McGorry opened his mouth and closed it again.
‘We shouldn’t rule it out.’
There was a silence as they mulled that over for a moment, coupled with the inconclusive CCTV images of Charles Wakefield.
‘I wonder if Vicky realised that there was a CCTV camera on the bus stop awning,’ said Erika, studying the photos. ‘Have you been able to find anything else?’
‘She didn’t take the bus, or at least a bus from that stop,’ said Crane. ‘We’re working on the basis that she wanted to travel to a larger transport hub, so we’ve just put in another request for CCTV footage in the same time frame from Blackheath train station.
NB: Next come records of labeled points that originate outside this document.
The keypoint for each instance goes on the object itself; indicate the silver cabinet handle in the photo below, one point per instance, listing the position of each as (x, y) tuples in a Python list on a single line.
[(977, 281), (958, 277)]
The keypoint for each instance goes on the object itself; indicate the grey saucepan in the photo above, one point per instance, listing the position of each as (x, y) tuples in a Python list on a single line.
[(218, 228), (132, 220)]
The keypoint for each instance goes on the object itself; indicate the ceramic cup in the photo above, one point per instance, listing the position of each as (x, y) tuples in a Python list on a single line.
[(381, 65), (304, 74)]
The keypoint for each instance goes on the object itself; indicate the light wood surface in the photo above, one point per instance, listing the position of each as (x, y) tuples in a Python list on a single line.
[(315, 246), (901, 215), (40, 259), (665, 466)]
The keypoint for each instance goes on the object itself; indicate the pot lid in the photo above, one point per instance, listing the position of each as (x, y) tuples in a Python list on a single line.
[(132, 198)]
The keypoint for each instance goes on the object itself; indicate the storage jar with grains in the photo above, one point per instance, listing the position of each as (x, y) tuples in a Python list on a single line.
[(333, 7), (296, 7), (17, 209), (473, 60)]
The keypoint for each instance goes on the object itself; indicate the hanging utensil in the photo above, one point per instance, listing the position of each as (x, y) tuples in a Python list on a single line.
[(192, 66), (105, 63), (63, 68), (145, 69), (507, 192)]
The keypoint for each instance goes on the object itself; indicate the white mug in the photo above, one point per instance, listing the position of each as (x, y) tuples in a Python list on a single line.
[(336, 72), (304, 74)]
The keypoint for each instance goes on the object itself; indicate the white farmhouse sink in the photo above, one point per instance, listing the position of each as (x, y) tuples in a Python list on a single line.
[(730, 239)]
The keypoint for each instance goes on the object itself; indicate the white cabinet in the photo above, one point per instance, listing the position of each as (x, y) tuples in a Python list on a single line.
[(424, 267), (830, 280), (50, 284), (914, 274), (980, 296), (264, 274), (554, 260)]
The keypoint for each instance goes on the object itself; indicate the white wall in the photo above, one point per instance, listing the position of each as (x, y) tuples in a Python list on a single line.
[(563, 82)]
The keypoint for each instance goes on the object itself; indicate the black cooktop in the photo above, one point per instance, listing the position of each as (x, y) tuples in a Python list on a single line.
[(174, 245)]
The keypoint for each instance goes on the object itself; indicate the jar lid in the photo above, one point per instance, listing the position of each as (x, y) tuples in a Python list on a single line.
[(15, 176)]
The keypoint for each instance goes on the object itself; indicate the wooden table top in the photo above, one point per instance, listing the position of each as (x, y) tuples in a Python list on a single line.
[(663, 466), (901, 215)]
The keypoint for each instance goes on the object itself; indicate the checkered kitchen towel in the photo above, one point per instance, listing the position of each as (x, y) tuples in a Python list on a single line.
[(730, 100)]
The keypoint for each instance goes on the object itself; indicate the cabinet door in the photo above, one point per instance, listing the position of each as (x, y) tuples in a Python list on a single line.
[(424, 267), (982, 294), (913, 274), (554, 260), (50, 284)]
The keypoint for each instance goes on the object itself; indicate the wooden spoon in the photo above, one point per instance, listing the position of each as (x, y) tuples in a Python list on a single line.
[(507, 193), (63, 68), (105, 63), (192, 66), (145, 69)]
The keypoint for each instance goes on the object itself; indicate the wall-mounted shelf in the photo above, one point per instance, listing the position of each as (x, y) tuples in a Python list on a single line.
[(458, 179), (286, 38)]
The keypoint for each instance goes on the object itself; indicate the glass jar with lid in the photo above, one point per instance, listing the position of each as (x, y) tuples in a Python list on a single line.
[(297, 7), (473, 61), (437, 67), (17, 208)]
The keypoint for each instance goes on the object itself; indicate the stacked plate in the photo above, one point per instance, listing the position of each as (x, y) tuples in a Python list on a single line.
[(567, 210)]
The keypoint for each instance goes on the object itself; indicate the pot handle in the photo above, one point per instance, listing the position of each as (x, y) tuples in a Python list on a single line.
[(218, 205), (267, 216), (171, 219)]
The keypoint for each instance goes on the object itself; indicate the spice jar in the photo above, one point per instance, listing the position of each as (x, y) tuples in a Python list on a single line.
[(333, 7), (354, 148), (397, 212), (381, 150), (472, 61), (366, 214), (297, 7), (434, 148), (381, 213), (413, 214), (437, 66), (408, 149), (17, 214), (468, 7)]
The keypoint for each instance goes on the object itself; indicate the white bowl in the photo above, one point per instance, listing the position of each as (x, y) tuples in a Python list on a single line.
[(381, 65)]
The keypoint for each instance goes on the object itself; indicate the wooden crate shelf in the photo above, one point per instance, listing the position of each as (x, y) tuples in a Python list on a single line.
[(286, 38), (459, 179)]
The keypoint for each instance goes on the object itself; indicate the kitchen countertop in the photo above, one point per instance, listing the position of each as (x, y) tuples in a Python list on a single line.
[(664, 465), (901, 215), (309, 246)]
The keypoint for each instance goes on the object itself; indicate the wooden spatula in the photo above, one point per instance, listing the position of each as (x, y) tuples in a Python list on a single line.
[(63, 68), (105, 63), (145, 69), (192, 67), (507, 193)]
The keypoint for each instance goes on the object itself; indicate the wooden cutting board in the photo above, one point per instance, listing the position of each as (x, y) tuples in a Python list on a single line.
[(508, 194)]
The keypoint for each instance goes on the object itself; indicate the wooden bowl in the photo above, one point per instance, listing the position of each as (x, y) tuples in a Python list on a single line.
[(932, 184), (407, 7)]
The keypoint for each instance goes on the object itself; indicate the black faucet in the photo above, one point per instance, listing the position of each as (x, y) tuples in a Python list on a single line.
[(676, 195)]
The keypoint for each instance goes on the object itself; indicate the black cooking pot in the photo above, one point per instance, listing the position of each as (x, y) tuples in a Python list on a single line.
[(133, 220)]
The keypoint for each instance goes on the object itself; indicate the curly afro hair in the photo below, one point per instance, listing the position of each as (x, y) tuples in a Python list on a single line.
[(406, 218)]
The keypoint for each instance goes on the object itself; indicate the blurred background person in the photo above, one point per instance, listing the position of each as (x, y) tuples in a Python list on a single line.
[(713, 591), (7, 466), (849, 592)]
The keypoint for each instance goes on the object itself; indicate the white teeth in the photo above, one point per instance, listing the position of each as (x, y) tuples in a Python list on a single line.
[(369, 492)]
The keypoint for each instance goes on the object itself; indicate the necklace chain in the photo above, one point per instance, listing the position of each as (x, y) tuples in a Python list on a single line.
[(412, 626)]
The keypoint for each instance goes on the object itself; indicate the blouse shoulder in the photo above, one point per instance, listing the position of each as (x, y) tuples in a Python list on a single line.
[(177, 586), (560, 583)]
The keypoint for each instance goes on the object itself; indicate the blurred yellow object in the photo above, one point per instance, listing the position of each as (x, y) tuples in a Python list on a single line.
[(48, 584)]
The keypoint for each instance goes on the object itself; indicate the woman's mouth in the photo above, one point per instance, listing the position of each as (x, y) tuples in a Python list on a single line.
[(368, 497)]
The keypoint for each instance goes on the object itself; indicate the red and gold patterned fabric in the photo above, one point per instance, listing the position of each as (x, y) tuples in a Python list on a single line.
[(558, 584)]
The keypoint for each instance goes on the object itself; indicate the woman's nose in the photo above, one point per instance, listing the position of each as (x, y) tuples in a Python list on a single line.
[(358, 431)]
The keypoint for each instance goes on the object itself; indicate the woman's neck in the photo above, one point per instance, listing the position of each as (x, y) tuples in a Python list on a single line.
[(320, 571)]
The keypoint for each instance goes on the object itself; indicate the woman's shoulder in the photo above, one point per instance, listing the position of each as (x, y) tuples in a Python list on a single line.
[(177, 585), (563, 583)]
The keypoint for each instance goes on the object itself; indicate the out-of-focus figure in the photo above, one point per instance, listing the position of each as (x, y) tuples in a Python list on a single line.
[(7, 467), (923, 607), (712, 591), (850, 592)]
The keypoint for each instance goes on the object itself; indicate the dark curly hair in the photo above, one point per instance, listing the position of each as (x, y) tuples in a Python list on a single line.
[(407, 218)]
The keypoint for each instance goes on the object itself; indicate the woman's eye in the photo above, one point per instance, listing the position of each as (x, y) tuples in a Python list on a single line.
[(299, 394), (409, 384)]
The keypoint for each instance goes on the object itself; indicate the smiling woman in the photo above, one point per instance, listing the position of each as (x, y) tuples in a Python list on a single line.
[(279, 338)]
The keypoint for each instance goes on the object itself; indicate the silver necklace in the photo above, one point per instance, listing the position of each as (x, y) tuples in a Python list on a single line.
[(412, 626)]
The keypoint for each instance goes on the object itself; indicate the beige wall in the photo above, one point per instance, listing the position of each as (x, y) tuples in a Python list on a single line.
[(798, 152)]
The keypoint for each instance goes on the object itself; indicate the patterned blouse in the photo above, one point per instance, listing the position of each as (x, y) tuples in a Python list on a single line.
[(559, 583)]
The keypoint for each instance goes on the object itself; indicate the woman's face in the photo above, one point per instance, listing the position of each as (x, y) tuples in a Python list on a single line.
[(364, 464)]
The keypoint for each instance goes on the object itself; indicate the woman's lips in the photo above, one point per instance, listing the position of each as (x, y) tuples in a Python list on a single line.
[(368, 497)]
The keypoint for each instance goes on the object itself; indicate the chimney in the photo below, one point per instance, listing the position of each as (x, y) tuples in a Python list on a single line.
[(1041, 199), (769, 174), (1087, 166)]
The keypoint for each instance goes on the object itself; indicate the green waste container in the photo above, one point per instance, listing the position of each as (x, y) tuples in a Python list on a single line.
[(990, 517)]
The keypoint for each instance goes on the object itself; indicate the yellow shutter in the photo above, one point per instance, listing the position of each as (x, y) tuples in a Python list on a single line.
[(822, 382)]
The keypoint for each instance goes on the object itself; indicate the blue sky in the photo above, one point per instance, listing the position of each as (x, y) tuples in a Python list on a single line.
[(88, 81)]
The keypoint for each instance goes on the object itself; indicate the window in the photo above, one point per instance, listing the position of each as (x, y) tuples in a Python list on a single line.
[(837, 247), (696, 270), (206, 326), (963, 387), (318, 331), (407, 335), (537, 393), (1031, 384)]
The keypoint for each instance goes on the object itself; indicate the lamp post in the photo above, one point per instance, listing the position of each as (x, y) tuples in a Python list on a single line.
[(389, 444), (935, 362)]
As we know from Charles’s potential journey, it’s only a five-minute walk from that bus stop. Trains from there go south towards Gravesend and Kent and into Central London.’
‘Yes,’ said Erika. ‘And her being on Morrison Road just after four puts her in the time of death range for Sophia.’
‘McGorry found something else, too,’ said Crane.
‘There’s more?’ asked Erika.
‘Oh yeah,’ said McGorry. ‘We also found an image of Shawn Macavity, taken at the same bus stop.’